GettingStarted - snoplusuk/echidna GitHub Wiki
Please note: For the best experience working through these and any further tutorials, it is recommended to use the relevant ipython notebook located in the echidna tutorials directory. This tutorial is based on getting_started.ipynb
. To run the tutorial you should first make sure you have both ipython
and ipython notebook
installed - or the newer jupyter
package which will install everything for you - either site-wide or just in your virtualenv:
(ENV) $ pip install ipython
(ENV) $ pip install jupyter # Newer format
should do this. If you used the requirements.txt
file to install echidna's dependencies, these should both be installed through SciPy. Now running the tutorial notebook is as easy as:
(ENV) $ ipython notebook getting_started.ipynb
(ENV) $ jupyter notebook getting_started.ipynb
which will start the server and open the notebook in your web browser. (Ctrl-C to close the server when you're done!).
Everything below this line is just a complete copy of the output of:
(EVN) $ jupyter nbconvert --to markdown --template getting_started getting_started.ipynb
First set up environment with convenience imports and inline plotting:
%pylab inline
pylab.rc("savefig", dpi=120) # set resolution of inline figures
The %pylab
magic imports matplotlib.pyplot
as plt
and numpy
as
np
. We'll also, change the working directory to echidna's base
directory, so that all the relative imports work.
%cd ../../..
%%bash
pwd
The %cd
inline-magic emmulates the bash cd
command, allowing us to
change directory and the %%bash
magic lets you run any bash command in
the cell but remaining in the notebook!
- To see the keyboard shortcuts at any time simply press the `Esc` key and then the `H` key
- The notebook has two basic modes: **Command** and **Edit**. Command mode is enabled by the `Esc` key and Edit by the `Enter` key.
- The main comand you will need is `Shift`+`Enter` (make sure you are in command mode first by pressing `Esc`). This executes the current cell and then selects the cell below. Try pressing `Shift`+`Enter` on this cell and then again to run the cell below.
print "Hello World!"
This guide tutorial aims to get you started with some basic tasks you can accomplish using echidna.
The Spectra
class is echidna's most fundamental class. It holds the core
data structure and provides much of the core functionality required.

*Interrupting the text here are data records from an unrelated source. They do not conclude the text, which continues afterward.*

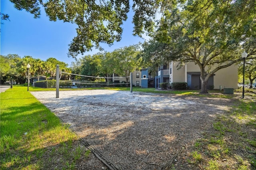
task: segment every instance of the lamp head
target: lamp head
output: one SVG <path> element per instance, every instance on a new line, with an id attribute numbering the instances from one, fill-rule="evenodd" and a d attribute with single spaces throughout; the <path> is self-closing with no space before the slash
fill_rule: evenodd
<path id="1" fill-rule="evenodd" d="M 245 58 L 247 57 L 247 53 L 244 51 L 243 53 L 242 53 L 242 57 L 243 58 Z"/>

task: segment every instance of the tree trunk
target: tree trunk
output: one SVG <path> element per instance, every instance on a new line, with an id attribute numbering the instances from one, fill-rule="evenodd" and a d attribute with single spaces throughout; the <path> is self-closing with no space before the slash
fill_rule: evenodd
<path id="1" fill-rule="evenodd" d="M 254 79 L 250 79 L 250 88 L 252 89 L 252 83 L 253 83 L 253 81 Z"/>
<path id="2" fill-rule="evenodd" d="M 129 84 L 128 84 L 128 81 L 129 81 L 129 77 L 126 77 L 125 79 L 126 80 L 126 87 L 128 87 L 129 86 Z"/>
<path id="3" fill-rule="evenodd" d="M 200 78 L 201 79 L 201 78 Z M 200 93 L 208 93 L 207 91 L 207 82 L 208 80 L 205 79 L 201 81 L 201 91 Z"/>
<path id="4" fill-rule="evenodd" d="M 200 75 L 200 80 L 201 81 L 201 91 L 200 93 L 208 93 L 207 82 L 208 79 L 210 76 L 210 74 L 207 74 L 204 70 L 204 68 L 202 67 Z"/>

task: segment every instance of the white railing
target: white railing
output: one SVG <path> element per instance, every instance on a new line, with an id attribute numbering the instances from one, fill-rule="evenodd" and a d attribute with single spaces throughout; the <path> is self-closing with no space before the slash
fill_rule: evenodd
<path id="1" fill-rule="evenodd" d="M 169 75 L 169 70 L 163 70 L 163 75 Z"/>

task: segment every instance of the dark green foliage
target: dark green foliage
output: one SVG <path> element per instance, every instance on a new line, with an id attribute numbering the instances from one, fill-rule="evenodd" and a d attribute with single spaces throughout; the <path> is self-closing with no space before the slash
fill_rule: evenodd
<path id="1" fill-rule="evenodd" d="M 168 84 L 168 83 L 160 83 L 160 87 L 161 87 L 161 89 L 167 89 Z"/>
<path id="2" fill-rule="evenodd" d="M 186 90 L 188 87 L 188 84 L 186 82 L 176 82 L 171 84 L 172 88 L 176 90 Z"/>

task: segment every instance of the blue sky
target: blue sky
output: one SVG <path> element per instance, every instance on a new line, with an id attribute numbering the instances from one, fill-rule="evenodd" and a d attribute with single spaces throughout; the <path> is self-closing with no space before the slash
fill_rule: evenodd
<path id="1" fill-rule="evenodd" d="M 62 21 L 50 21 L 41 8 L 40 18 L 34 19 L 34 15 L 24 10 L 19 11 L 14 4 L 8 0 L 1 0 L 1 12 L 8 14 L 10 21 L 1 20 L 0 53 L 18 54 L 22 57 L 30 55 L 34 58 L 45 61 L 54 57 L 70 65 L 75 59 L 68 57 L 68 45 L 76 35 L 75 24 L 64 23 Z M 131 11 L 132 10 L 131 10 Z M 132 23 L 133 14 L 130 12 L 128 19 L 122 26 L 123 32 L 121 40 L 115 42 L 109 47 L 102 44 L 108 51 L 124 46 L 136 44 L 144 40 L 132 36 L 134 26 Z M 93 54 L 96 49 L 84 54 Z"/>

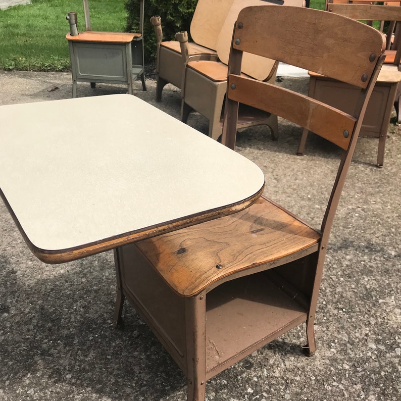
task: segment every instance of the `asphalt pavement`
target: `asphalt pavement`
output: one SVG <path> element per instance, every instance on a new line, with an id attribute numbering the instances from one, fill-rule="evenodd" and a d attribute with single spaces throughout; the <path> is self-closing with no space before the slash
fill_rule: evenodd
<path id="1" fill-rule="evenodd" d="M 307 78 L 281 80 L 307 90 Z M 135 83 L 135 95 L 179 118 L 179 90 L 168 85 L 158 103 L 155 81 L 146 82 L 146 91 Z M 107 84 L 78 87 L 78 96 L 126 91 Z M 71 90 L 69 73 L 0 71 L 0 105 L 67 98 Z M 199 115 L 189 123 L 207 131 Z M 300 128 L 280 119 L 279 131 L 273 141 L 266 127 L 243 130 L 236 150 L 264 171 L 266 194 L 318 225 L 338 150 L 311 135 L 305 156 L 297 156 Z M 381 169 L 375 165 L 377 145 L 374 138 L 359 139 L 343 191 L 314 356 L 302 353 L 301 325 L 209 380 L 208 401 L 400 399 L 400 128 L 389 127 Z M 42 263 L 0 203 L 0 400 L 186 399 L 182 373 L 129 305 L 124 328 L 113 328 L 115 295 L 112 253 Z"/>

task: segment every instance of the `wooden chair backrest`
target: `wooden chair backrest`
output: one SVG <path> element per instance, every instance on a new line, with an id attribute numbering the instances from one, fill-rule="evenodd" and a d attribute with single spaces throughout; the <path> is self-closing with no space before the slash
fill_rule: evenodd
<path id="1" fill-rule="evenodd" d="M 219 34 L 233 2 L 198 0 L 190 26 L 191 36 L 195 43 L 212 50 L 217 48 Z"/>
<path id="2" fill-rule="evenodd" d="M 397 42 L 401 42 L 401 29 L 395 30 L 396 24 L 401 24 L 401 7 L 399 2 L 389 0 L 384 4 L 377 5 L 373 2 L 353 1 L 350 3 L 346 0 L 328 0 L 326 10 L 339 15 L 347 17 L 358 21 L 388 21 L 391 28 L 386 37 L 387 48 L 390 48 L 391 36 L 393 31 L 398 36 L 395 39 Z M 401 61 L 401 46 L 398 46 L 394 57 L 393 64 L 398 65 Z"/>
<path id="3" fill-rule="evenodd" d="M 218 38 L 217 52 L 219 59 L 224 64 L 228 64 L 233 28 L 238 13 L 243 8 L 275 4 L 300 7 L 304 2 L 304 0 L 234 0 Z M 261 81 L 265 81 L 270 77 L 275 70 L 275 60 L 255 55 L 246 55 L 242 64 L 242 72 Z"/>
<path id="4" fill-rule="evenodd" d="M 353 40 L 349 40 L 351 35 Z M 238 15 L 228 65 L 222 143 L 235 146 L 240 103 L 307 128 L 344 149 L 322 231 L 327 227 L 329 231 L 385 48 L 384 37 L 377 30 L 325 11 L 269 6 L 248 7 Z M 243 52 L 356 86 L 361 93 L 354 115 L 289 89 L 241 76 Z"/>

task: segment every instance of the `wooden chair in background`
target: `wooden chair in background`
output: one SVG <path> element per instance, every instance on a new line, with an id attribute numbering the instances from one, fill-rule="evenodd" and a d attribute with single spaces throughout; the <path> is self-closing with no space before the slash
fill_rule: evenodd
<path id="1" fill-rule="evenodd" d="M 188 56 L 208 60 L 216 55 L 219 34 L 234 0 L 198 0 L 191 22 L 190 34 L 193 41 L 188 43 Z M 176 40 L 163 41 L 162 21 L 153 17 L 157 45 L 156 98 L 162 99 L 163 88 L 171 83 L 181 88 L 183 66 L 180 43 Z"/>
<path id="2" fill-rule="evenodd" d="M 186 63 L 182 83 L 181 120 L 187 122 L 192 111 L 199 113 L 209 122 L 209 135 L 217 139 L 223 126 L 223 106 L 227 87 L 227 64 L 232 27 L 240 11 L 246 7 L 273 4 L 302 7 L 304 0 L 234 0 L 217 40 L 217 55 L 210 60 L 184 60 Z M 261 81 L 274 82 L 278 63 L 275 60 L 247 55 L 242 73 Z M 241 108 L 238 128 L 266 124 L 277 139 L 278 125 L 276 116 L 250 108 Z"/>
<path id="3" fill-rule="evenodd" d="M 355 40 L 349 40 L 350 32 Z M 115 322 L 126 297 L 186 375 L 188 401 L 203 401 L 207 380 L 304 322 L 304 350 L 314 353 L 329 234 L 385 46 L 377 30 L 333 13 L 266 5 L 239 13 L 223 142 L 235 146 L 241 103 L 311 129 L 343 153 L 320 229 L 262 197 L 234 215 L 116 252 Z M 243 52 L 355 86 L 360 94 L 353 113 L 243 75 Z M 329 53 L 331 58 L 321 57 Z"/>
<path id="4" fill-rule="evenodd" d="M 83 0 L 85 32 L 78 33 L 76 13 L 67 19 L 70 32 L 66 35 L 70 50 L 72 75 L 72 97 L 77 94 L 77 82 L 125 84 L 133 94 L 133 82 L 140 78 L 146 90 L 143 59 L 143 0 L 139 3 L 139 32 L 114 32 L 92 31 L 88 0 Z"/>
<path id="5" fill-rule="evenodd" d="M 358 20 L 389 21 L 394 23 L 392 24 L 393 27 L 395 26 L 395 23 L 401 22 L 401 7 L 399 6 L 362 3 L 367 2 L 344 4 L 344 0 L 331 0 L 327 4 L 327 11 Z M 390 2 L 388 4 L 394 3 Z M 401 34 L 401 30 L 398 30 L 397 34 Z M 349 32 L 349 35 L 353 38 L 352 40 L 355 40 L 353 32 Z M 397 37 L 396 39 L 398 41 L 398 38 Z M 386 48 L 390 46 L 389 43 L 391 41 L 391 38 L 387 37 Z M 396 50 L 387 49 L 386 54 L 388 64 L 383 66 L 379 75 L 360 133 L 361 136 L 379 138 L 376 165 L 379 167 L 382 167 L 384 163 L 387 129 L 401 81 L 401 72 L 398 70 L 401 59 L 401 46 Z M 327 102 L 347 113 L 352 112 L 358 95 L 357 89 L 346 83 L 331 79 L 320 74 L 311 72 L 310 75 L 309 96 Z M 304 154 L 308 134 L 308 130 L 304 129 L 297 154 Z"/>

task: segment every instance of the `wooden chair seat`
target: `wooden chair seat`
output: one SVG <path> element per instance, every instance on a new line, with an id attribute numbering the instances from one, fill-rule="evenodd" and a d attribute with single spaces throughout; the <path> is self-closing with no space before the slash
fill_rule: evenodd
<path id="1" fill-rule="evenodd" d="M 299 7 L 303 3 L 303 0 L 283 2 L 286 6 Z M 197 112 L 209 120 L 209 136 L 214 139 L 220 137 L 222 132 L 221 115 L 227 87 L 227 68 L 234 22 L 244 7 L 272 4 L 268 0 L 234 0 L 217 40 L 216 51 L 218 59 L 199 62 L 190 59 L 186 60 L 187 69 L 182 84 L 181 121 L 187 122 L 190 113 Z M 186 53 L 181 49 L 182 55 L 185 55 Z M 185 61 L 184 60 L 183 64 Z M 241 72 L 260 81 L 273 83 L 275 82 L 277 66 L 274 60 L 247 53 L 244 55 Z M 277 117 L 270 114 L 267 118 L 261 119 L 260 113 L 256 113 L 258 115 L 255 115 L 253 122 L 250 114 L 248 114 L 245 126 L 261 123 L 267 125 L 270 129 L 272 139 L 276 140 L 278 137 Z M 238 127 L 243 127 L 244 126 L 239 125 Z"/>
<path id="2" fill-rule="evenodd" d="M 175 52 L 175 53 L 180 55 L 180 58 L 181 58 L 180 43 L 177 40 L 169 40 L 167 42 L 162 42 L 160 46 L 162 47 L 166 47 L 169 50 L 171 50 L 173 52 Z M 200 44 L 194 43 L 193 42 L 188 42 L 188 49 L 189 50 L 189 56 L 190 57 L 192 56 L 197 56 L 198 55 L 215 55 L 216 54 L 215 51 L 205 47 L 204 46 L 201 46 Z"/>
<path id="3" fill-rule="evenodd" d="M 214 82 L 227 81 L 227 66 L 223 63 L 207 60 L 190 61 L 187 64 L 187 68 L 194 70 Z"/>
<path id="4" fill-rule="evenodd" d="M 375 21 L 389 21 L 393 27 L 401 22 L 401 7 L 399 2 L 390 1 L 384 5 L 350 2 L 350 0 L 328 0 L 326 9 L 328 12 L 343 15 L 358 21 L 371 23 Z M 395 30 L 395 38 L 399 39 L 401 30 Z M 386 46 L 391 45 L 390 38 L 386 39 Z M 401 58 L 401 49 L 392 48 L 385 52 L 385 65 L 380 71 L 376 86 L 368 105 L 360 135 L 378 138 L 376 165 L 382 167 L 384 164 L 385 141 L 394 103 L 399 103 L 397 94 L 401 73 L 398 71 Z M 344 82 L 327 79 L 318 74 L 311 73 L 309 96 L 327 103 L 343 111 L 350 113 L 353 107 L 357 90 Z M 356 75 L 358 75 L 357 74 Z M 338 78 L 341 80 L 341 78 Z M 297 154 L 304 154 L 309 130 L 304 128 L 297 151 Z M 311 130 L 313 132 L 313 130 Z"/>
<path id="5" fill-rule="evenodd" d="M 244 270 L 307 255 L 320 237 L 319 230 L 261 197 L 235 214 L 136 245 L 176 292 L 192 296 Z"/>
<path id="6" fill-rule="evenodd" d="M 198 0 L 190 28 L 193 42 L 187 43 L 186 56 L 208 60 L 216 54 L 217 39 L 233 2 Z M 234 21 L 231 21 L 230 29 Z M 157 44 L 156 99 L 159 102 L 167 83 L 181 88 L 184 68 L 179 43 L 174 40 L 162 41 L 163 35 L 160 17 L 153 17 L 151 22 L 154 26 Z"/>
<path id="7" fill-rule="evenodd" d="M 386 64 L 393 64 L 395 60 L 395 55 L 396 53 L 396 50 L 386 50 L 385 53 L 386 58 L 384 60 L 384 63 Z"/>

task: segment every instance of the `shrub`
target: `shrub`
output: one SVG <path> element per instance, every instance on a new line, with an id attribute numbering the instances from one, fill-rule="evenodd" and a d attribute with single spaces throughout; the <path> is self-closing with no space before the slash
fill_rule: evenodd
<path id="1" fill-rule="evenodd" d="M 179 31 L 189 33 L 191 23 L 197 0 L 144 0 L 143 39 L 145 62 L 149 63 L 156 58 L 156 38 L 150 19 L 155 15 L 162 19 L 163 38 L 172 39 Z M 125 8 L 128 12 L 127 32 L 137 32 L 139 23 L 140 0 L 127 0 Z"/>

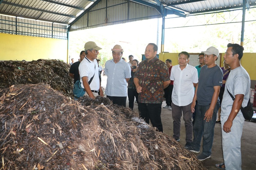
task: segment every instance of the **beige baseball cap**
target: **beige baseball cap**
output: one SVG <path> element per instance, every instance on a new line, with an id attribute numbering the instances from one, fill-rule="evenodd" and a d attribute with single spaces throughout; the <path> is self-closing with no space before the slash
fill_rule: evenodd
<path id="1" fill-rule="evenodd" d="M 84 50 L 87 50 L 90 49 L 93 49 L 94 50 L 99 50 L 102 49 L 98 47 L 96 43 L 93 41 L 88 41 L 84 45 Z"/>
<path id="2" fill-rule="evenodd" d="M 217 57 L 218 57 L 219 55 L 219 50 L 215 48 L 214 47 L 212 46 L 209 47 L 207 49 L 206 51 L 202 51 L 202 53 L 203 53 L 207 55 L 214 54 Z"/>
<path id="3" fill-rule="evenodd" d="M 111 51 L 115 52 L 124 52 L 124 50 L 120 45 L 115 45 Z"/>

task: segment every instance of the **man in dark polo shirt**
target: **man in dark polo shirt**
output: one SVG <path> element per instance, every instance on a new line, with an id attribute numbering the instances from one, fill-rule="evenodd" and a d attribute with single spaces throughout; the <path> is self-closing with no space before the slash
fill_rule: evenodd
<path id="1" fill-rule="evenodd" d="M 69 69 L 69 76 L 74 79 L 74 83 L 76 81 L 80 80 L 79 76 L 79 71 L 78 70 L 78 67 L 80 62 L 85 57 L 85 53 L 84 51 L 82 51 L 80 53 L 80 60 L 75 62 L 70 66 Z"/>
<path id="2" fill-rule="evenodd" d="M 146 59 L 139 65 L 133 82 L 139 93 L 138 106 L 140 116 L 153 127 L 163 132 L 161 120 L 163 89 L 170 84 L 168 67 L 157 57 L 157 46 L 150 43 L 145 50 Z"/>

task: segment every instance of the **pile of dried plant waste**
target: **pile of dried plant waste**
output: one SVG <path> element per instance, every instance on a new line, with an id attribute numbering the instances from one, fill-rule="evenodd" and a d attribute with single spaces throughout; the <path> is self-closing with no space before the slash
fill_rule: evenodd
<path id="1" fill-rule="evenodd" d="M 74 80 L 68 75 L 70 68 L 56 59 L 0 61 L 0 88 L 44 82 L 66 95 L 72 94 Z"/>
<path id="2" fill-rule="evenodd" d="M 0 90 L 0 169 L 204 170 L 193 154 L 106 98 L 48 85 Z"/>

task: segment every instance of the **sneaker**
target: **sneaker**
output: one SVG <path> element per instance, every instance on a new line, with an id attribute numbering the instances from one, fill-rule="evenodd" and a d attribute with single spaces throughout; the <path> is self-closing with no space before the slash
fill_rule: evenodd
<path id="1" fill-rule="evenodd" d="M 199 152 L 200 152 L 200 151 L 195 151 L 195 150 L 194 150 L 194 149 L 192 148 L 192 147 L 191 147 L 191 146 L 190 146 L 189 147 L 188 147 L 187 148 L 186 148 L 191 152 L 193 152 L 194 153 L 196 153 L 196 154 L 197 154 L 197 153 L 199 153 Z"/>
<path id="2" fill-rule="evenodd" d="M 197 159 L 198 160 L 201 161 L 205 160 L 207 159 L 210 158 L 211 158 L 211 155 L 206 156 L 203 153 L 197 156 Z"/>
<path id="3" fill-rule="evenodd" d="M 186 143 L 185 144 L 185 148 L 188 148 L 188 147 L 191 146 L 191 142 L 188 142 Z"/>

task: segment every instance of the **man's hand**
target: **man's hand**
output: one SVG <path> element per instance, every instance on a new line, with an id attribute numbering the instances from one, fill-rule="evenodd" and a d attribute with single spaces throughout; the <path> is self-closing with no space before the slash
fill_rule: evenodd
<path id="1" fill-rule="evenodd" d="M 195 107 L 196 106 L 196 102 L 193 101 L 191 103 L 191 112 L 194 113 L 195 112 Z"/>
<path id="2" fill-rule="evenodd" d="M 95 96 L 94 96 L 94 95 L 93 95 L 93 94 L 90 94 L 89 95 L 89 97 L 92 98 L 93 99 L 95 99 Z"/>
<path id="3" fill-rule="evenodd" d="M 233 122 L 228 119 L 223 125 L 223 130 L 226 133 L 229 133 L 231 131 L 231 127 L 233 124 Z"/>
<path id="4" fill-rule="evenodd" d="M 206 122 L 210 121 L 211 120 L 212 118 L 212 114 L 213 114 L 213 109 L 209 108 L 206 111 L 204 114 L 204 120 L 206 119 Z"/>
<path id="5" fill-rule="evenodd" d="M 136 90 L 137 90 L 137 92 L 138 92 L 138 93 L 141 93 L 142 92 L 142 87 L 140 86 L 138 86 L 137 87 L 136 87 Z"/>

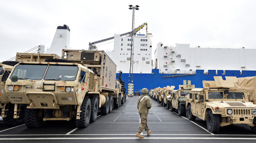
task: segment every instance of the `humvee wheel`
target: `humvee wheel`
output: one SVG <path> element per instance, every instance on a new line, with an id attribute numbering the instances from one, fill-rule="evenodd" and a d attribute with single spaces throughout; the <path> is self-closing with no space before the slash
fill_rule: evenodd
<path id="1" fill-rule="evenodd" d="M 189 105 L 188 109 L 188 118 L 189 118 L 189 120 L 191 121 L 195 121 L 196 116 L 194 116 L 192 114 L 192 111 L 191 110 L 191 105 Z"/>
<path id="2" fill-rule="evenodd" d="M 91 118 L 90 121 L 95 122 L 97 119 L 99 110 L 98 99 L 96 97 L 90 98 L 91 101 Z"/>
<path id="3" fill-rule="evenodd" d="M 206 116 L 207 130 L 210 132 L 218 132 L 220 130 L 220 118 L 209 110 Z"/>
<path id="4" fill-rule="evenodd" d="M 173 104 L 171 103 L 172 101 L 171 101 L 170 103 L 170 110 L 171 110 L 171 111 L 173 112 L 174 110 L 175 110 L 175 109 L 173 107 Z"/>
<path id="5" fill-rule="evenodd" d="M 167 109 L 169 109 L 169 108 L 170 108 L 170 101 L 169 101 L 169 100 L 167 101 L 166 107 L 167 107 Z"/>
<path id="6" fill-rule="evenodd" d="M 256 132 L 256 126 L 250 126 L 250 129 L 252 131 Z"/>
<path id="7" fill-rule="evenodd" d="M 107 99 L 106 100 L 106 105 L 104 106 L 101 106 L 101 114 L 106 115 L 109 114 L 109 95 L 107 95 Z"/>
<path id="8" fill-rule="evenodd" d="M 76 126 L 79 128 L 86 127 L 89 125 L 91 117 L 91 100 L 86 98 L 81 105 L 80 119 L 75 121 Z"/>
<path id="9" fill-rule="evenodd" d="M 24 123 L 24 111 L 26 109 L 26 106 L 24 105 L 19 105 L 21 111 L 19 113 L 19 118 L 18 119 L 13 119 L 14 105 L 9 103 L 8 106 L 8 111 L 7 111 L 6 118 L 3 118 L 3 120 L 5 124 L 8 126 L 17 126 Z"/>
<path id="10" fill-rule="evenodd" d="M 43 112 L 40 109 L 27 109 L 25 110 L 25 125 L 28 128 L 40 127 L 43 125 Z"/>
<path id="11" fill-rule="evenodd" d="M 115 108 L 119 108 L 119 106 L 118 106 L 118 103 L 117 103 L 117 98 L 114 98 L 114 107 Z"/>
<path id="12" fill-rule="evenodd" d="M 113 107 L 113 96 L 110 96 L 109 98 L 109 113 L 112 112 L 112 108 Z"/>
<path id="13" fill-rule="evenodd" d="M 178 114 L 179 116 L 185 116 L 186 115 L 186 109 L 185 109 L 185 105 L 181 105 L 180 103 L 178 105 Z"/>

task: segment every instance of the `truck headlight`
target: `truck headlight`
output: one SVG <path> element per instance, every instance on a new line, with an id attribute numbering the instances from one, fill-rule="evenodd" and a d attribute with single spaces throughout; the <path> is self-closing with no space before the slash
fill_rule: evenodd
<path id="1" fill-rule="evenodd" d="M 9 91 L 12 91 L 13 90 L 13 87 L 12 86 L 9 86 L 9 87 L 8 87 L 8 90 Z"/>
<path id="2" fill-rule="evenodd" d="M 19 90 L 19 87 L 18 86 L 14 86 L 14 87 L 13 88 L 13 90 L 17 91 Z"/>
<path id="3" fill-rule="evenodd" d="M 71 91 L 71 88 L 70 87 L 66 88 L 66 91 L 67 93 L 70 93 Z"/>
<path id="4" fill-rule="evenodd" d="M 228 115 L 231 115 L 233 113 L 232 109 L 228 109 L 227 110 L 227 113 L 228 113 Z"/>
<path id="5" fill-rule="evenodd" d="M 253 115 L 256 114 L 256 110 L 255 110 L 255 109 L 252 110 L 252 114 L 253 114 Z"/>

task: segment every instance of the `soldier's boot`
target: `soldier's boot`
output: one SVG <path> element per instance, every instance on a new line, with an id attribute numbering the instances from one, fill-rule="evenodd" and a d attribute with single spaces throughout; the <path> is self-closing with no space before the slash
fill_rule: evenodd
<path id="1" fill-rule="evenodd" d="M 151 131 L 150 131 L 150 130 L 147 131 L 147 134 L 148 136 L 150 135 L 150 133 L 151 133 Z"/>
<path id="2" fill-rule="evenodd" d="M 140 138 L 140 139 L 143 139 L 143 138 L 144 138 L 144 136 L 142 136 L 142 135 L 140 135 L 140 133 L 139 133 L 139 132 L 137 132 L 137 134 L 136 134 L 136 137 L 139 137 L 139 138 Z"/>

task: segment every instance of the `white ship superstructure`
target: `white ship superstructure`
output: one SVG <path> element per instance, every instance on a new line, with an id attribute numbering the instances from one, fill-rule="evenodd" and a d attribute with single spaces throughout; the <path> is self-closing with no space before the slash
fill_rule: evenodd
<path id="1" fill-rule="evenodd" d="M 55 53 L 61 56 L 62 49 L 70 49 L 70 29 L 67 25 L 58 26 L 52 40 L 50 49 L 46 50 L 47 54 Z"/>
<path id="2" fill-rule="evenodd" d="M 115 34 L 114 49 L 107 55 L 117 65 L 117 71 L 129 73 L 131 57 L 131 37 Z M 137 34 L 134 37 L 134 73 L 151 73 L 152 34 Z"/>
<path id="3" fill-rule="evenodd" d="M 255 49 L 190 47 L 159 43 L 154 53 L 154 68 L 160 73 L 191 73 L 197 69 L 255 70 Z"/>

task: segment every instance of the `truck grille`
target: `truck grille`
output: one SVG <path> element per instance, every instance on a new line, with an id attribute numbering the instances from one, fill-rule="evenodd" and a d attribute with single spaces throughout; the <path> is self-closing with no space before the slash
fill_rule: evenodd
<path id="1" fill-rule="evenodd" d="M 93 61 L 94 53 L 81 53 L 81 60 L 82 61 Z"/>
<path id="2" fill-rule="evenodd" d="M 234 115 L 250 115 L 250 109 L 233 109 Z"/>

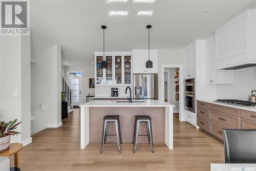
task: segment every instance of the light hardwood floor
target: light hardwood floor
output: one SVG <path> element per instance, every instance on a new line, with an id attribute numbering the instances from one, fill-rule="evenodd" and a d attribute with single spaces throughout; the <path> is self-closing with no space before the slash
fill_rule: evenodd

Coincidentally, this guide will be centred around this class, how to
create it and then some manipulations of the class.
We'll begin with how to create an instance of the Spectra
class. It is
part of the echidna.core.spectra
module, so we will import this and make
a Spectra
instance.
import echidna.core.spectra as spectra
Now we need a config file to create the spectrum from. There is an example
config file in echidna/config
. If we look at the contents of this yaml
file, we see it tells the Spectra
class to create a data structure to
hold two parameters:
-
energy_mc
, with lower limit 0, upper limit 10 and 1000 bins -
radial_mc
, with lower limit 0, upper limit 15000 and 1500 bins
This config should be fine for us. We can load it using the
load_from_file
method of the SpectraConfig
class:
import echidna
from echidna.core.config import SpectraConfig
config = SpectraConfig.load_from_file(
echidna.__echidna_base__ + "/echidna/config/spectra_example.yml")
print config.get_pars()
Note we used the __echidna_base__
member of the echidna
module here.
This module has two special members for denoting the base directory (the
outermost directory of the git repository) and the home directory (the
echidna
directory inside the base directory. The following lines show
the current location of these directories:
print echidna.__echidna_base__
print echidna.__echidna_home__
Finally before creating the spectrum, we should define the number of events it should represent:
num_decays = 1000
spectrum = spectra.Spectra("spectrum", num_decays, config)
print spectrum
And there you have it, we've created a Spectra
object.
Ok, so we now have a spectrum, let's fill it with some events. We'll
generate random energies from a Gaussian distribution and random positions
from a Uniform distribution. Much of echidna is built using the numpy
and SciPy
packages and we will use them here to generate the random
numbers. We'll also generate a third random number to simulate some form
rudimentary detector efficiency.
# Import numpy
import numpy
# Generate random energies from a Gaussin with mean (mu) and sigma
# (sigma)
mu = 2.5 # MeV
sigma = 0.15 # MeV
# Generate random radial position from a Uniform distribution
outer_radius = 5997 # Radius of SNO+ AV
# Detector efficiency
efficiency = 0.9 # 90%
for event in range(num_decays):
energy = numpy.random.normal(mu, sigma)
radius = numpy.random.uniform(high=outer_radius)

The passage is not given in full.